In commenting further on the report, Nyberg admitted that TeliaSonera hadn't handled its entry into the Uzbek market in an optimal fashion.

"Even if this transaction was legal, we should not have gone ahead without learning more about the identity of our counterparty. This is something I regret," he said.

Upon receiving the findings of the Mannheimer Swartling report, the board informed Nyberg there would be changes to the board's composition.

"I was informed that as a result of the pending changes to the board they were not prepared to express that support," he said.

"At that point I made up my mind that I would leave my position as chief executive and therefore I am resigning."

Allegations of bribery and money laundering at TeliaSonera emerged following a September 2012 report by Sveriges Television (SVT) investigative news programme Uppdrag Granskning.

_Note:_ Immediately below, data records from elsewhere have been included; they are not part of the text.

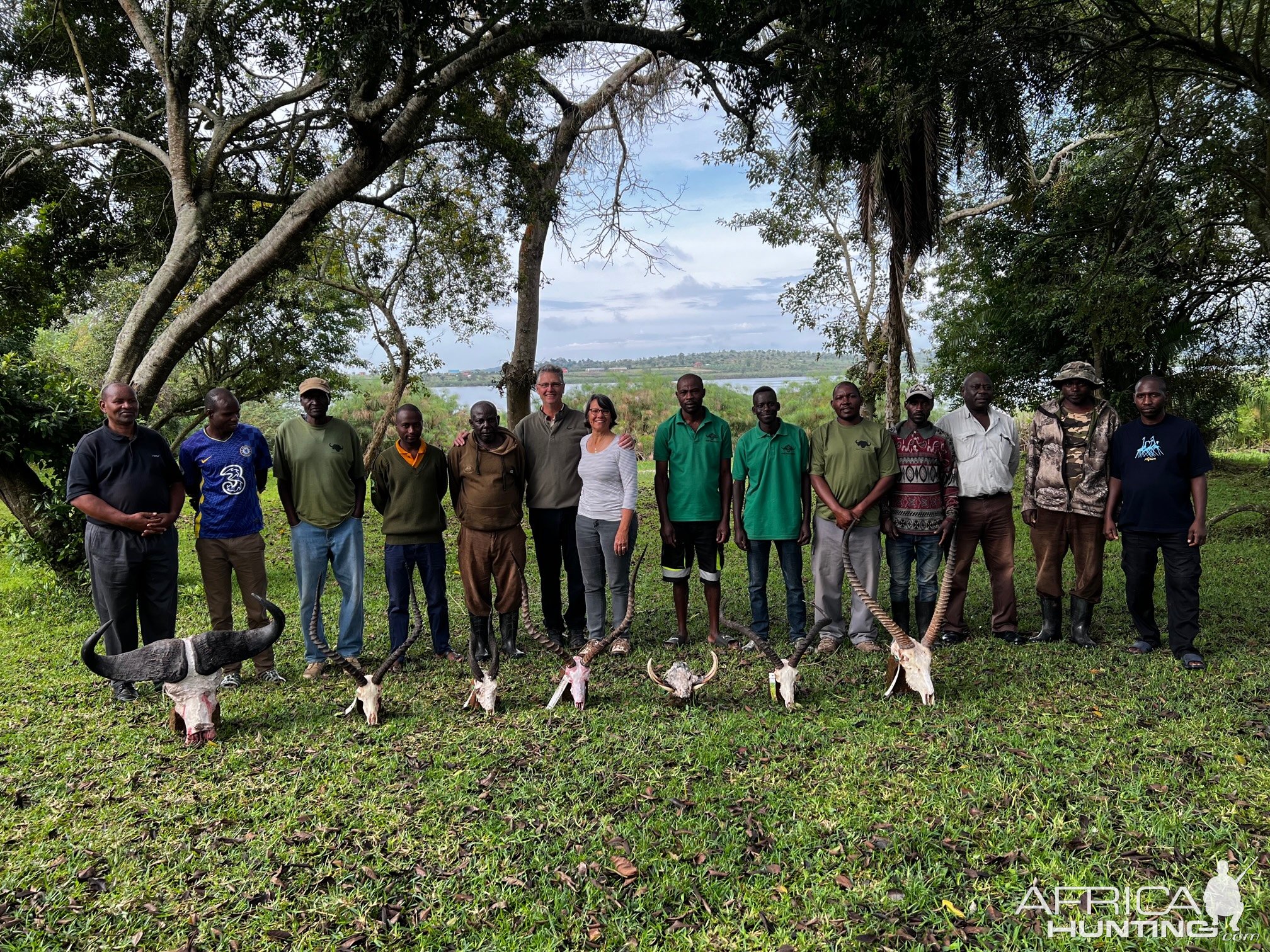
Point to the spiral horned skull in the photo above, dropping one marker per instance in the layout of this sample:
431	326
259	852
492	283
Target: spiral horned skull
188	668
910	663
680	683
369	697
576	674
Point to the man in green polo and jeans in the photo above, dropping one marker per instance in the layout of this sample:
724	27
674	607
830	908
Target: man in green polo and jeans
694	493
776	511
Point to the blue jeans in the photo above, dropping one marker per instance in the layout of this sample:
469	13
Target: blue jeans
399	565
311	548
790	555
901	555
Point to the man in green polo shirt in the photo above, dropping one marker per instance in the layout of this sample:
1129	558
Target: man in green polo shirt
776	509
694	494
854	465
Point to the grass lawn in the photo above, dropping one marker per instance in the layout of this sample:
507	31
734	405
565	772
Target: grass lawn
852	822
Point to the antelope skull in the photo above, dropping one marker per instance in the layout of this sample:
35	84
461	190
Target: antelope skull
910	663
369	697
576	674
188	668
680	683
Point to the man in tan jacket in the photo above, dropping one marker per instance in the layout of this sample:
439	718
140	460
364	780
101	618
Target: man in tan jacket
487	487
1065	494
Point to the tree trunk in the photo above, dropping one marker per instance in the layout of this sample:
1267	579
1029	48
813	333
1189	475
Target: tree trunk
518	372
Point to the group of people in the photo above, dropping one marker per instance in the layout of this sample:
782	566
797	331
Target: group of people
1087	479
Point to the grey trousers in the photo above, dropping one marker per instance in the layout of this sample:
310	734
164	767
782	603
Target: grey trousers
132	575
828	574
600	564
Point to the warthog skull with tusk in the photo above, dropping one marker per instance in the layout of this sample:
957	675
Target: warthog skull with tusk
680	683
784	671
910	663
577	668
188	668
369	697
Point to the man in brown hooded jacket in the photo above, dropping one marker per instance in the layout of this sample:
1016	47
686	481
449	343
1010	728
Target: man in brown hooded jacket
1065	493
487	487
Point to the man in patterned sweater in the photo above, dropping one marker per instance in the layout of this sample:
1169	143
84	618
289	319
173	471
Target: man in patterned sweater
920	512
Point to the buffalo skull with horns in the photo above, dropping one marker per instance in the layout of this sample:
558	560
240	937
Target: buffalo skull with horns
577	668
369	697
681	683
188	668
910	663
784	671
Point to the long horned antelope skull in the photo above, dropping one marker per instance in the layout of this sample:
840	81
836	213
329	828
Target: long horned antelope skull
576	673
910	663
681	683
784	669
188	668
369	697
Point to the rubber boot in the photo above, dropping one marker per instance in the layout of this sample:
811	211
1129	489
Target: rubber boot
1082	618
901	616
481	637
1051	621
507	623
925	612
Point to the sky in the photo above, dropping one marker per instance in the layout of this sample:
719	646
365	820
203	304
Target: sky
717	291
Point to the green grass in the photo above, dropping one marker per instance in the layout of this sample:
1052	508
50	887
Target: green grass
844	824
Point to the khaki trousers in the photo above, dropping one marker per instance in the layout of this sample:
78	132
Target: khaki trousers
486	557
244	557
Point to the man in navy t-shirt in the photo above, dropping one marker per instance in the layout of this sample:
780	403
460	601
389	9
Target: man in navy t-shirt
226	466
1158	465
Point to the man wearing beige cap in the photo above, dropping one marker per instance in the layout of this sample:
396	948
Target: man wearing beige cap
1066	483
322	485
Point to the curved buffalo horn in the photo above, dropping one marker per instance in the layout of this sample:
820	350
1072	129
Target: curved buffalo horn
534	632
761	644
216	649
159	660
333	657
941	606
714	671
652	677
399	652
898	633
595	648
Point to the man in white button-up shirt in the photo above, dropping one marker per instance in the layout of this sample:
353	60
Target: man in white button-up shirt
987	456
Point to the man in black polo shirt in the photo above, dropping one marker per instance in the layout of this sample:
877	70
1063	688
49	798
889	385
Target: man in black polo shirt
126	482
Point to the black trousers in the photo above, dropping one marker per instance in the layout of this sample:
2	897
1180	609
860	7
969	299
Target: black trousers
1140	555
134	575
556	542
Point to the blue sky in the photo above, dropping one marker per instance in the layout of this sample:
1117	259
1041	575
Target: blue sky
717	292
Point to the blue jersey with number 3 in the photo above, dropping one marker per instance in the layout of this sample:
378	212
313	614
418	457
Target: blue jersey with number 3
220	473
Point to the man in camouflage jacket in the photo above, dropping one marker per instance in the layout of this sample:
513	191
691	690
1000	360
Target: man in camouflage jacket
1065	494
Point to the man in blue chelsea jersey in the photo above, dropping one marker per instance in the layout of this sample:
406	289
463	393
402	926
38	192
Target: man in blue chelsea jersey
226	466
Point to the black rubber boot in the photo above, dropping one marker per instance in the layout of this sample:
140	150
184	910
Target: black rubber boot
1082	618
925	611
507	623
479	645
1051	621
901	616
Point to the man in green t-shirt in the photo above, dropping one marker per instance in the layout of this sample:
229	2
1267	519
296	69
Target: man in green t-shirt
854	465
694	494
322	485
775	511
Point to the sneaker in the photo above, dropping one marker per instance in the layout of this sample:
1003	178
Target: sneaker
827	647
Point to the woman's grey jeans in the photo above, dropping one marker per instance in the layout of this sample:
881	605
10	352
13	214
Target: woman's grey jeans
600	564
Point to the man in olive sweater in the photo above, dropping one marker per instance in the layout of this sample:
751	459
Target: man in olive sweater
408	484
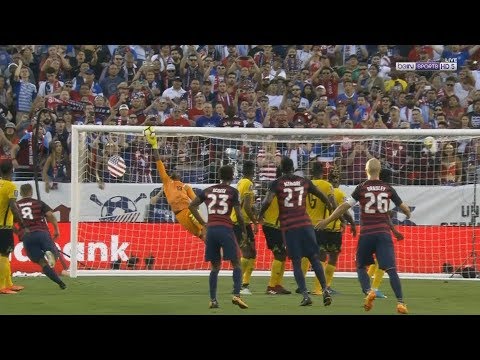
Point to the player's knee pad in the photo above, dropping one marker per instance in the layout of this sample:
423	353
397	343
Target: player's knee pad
279	254
215	266
248	250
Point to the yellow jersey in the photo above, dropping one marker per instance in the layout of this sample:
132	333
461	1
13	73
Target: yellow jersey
244	187
340	197
316	208
178	194
8	190
270	216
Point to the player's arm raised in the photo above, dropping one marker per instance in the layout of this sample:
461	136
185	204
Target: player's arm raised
339	211
405	209
315	191
151	137
241	220
99	165
353	227
190	192
53	220
248	206
194	210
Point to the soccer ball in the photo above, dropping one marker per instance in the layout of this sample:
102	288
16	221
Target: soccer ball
118	205
428	142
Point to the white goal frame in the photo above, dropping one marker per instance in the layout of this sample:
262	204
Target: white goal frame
79	131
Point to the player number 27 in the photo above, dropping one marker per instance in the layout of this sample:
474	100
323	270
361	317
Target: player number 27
381	201
221	201
27	213
289	191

According to the SVT report, TeliaSonera in 2007 allegedly paid a bribe worth 2.2 billion kronor ($337 million) to Takilant for 3G mobile telephone licences and frequencies in Uzbekistan, as well as a 26-percent stake in the Uzbek company Ucell.

Shortly after the allegations came to light, Nyberg promised he would resign if the bribery allegations proved true.

While the report released Friday found no direct evidence that criminal acts had taken place, prosecutors continue a criminal probe into suspicions that TeliaSonera paid bribes to the company Takilant, which has ties to Gulnara Karimova, the daughter of Uzbek President Islam Karimov, in order to set up operations in the country.

Following Nyberg's resignation, TeliaSonera announced that CFO Per-Arne Blomquist would take over as acting President and CEO until a permanent replacement can be found.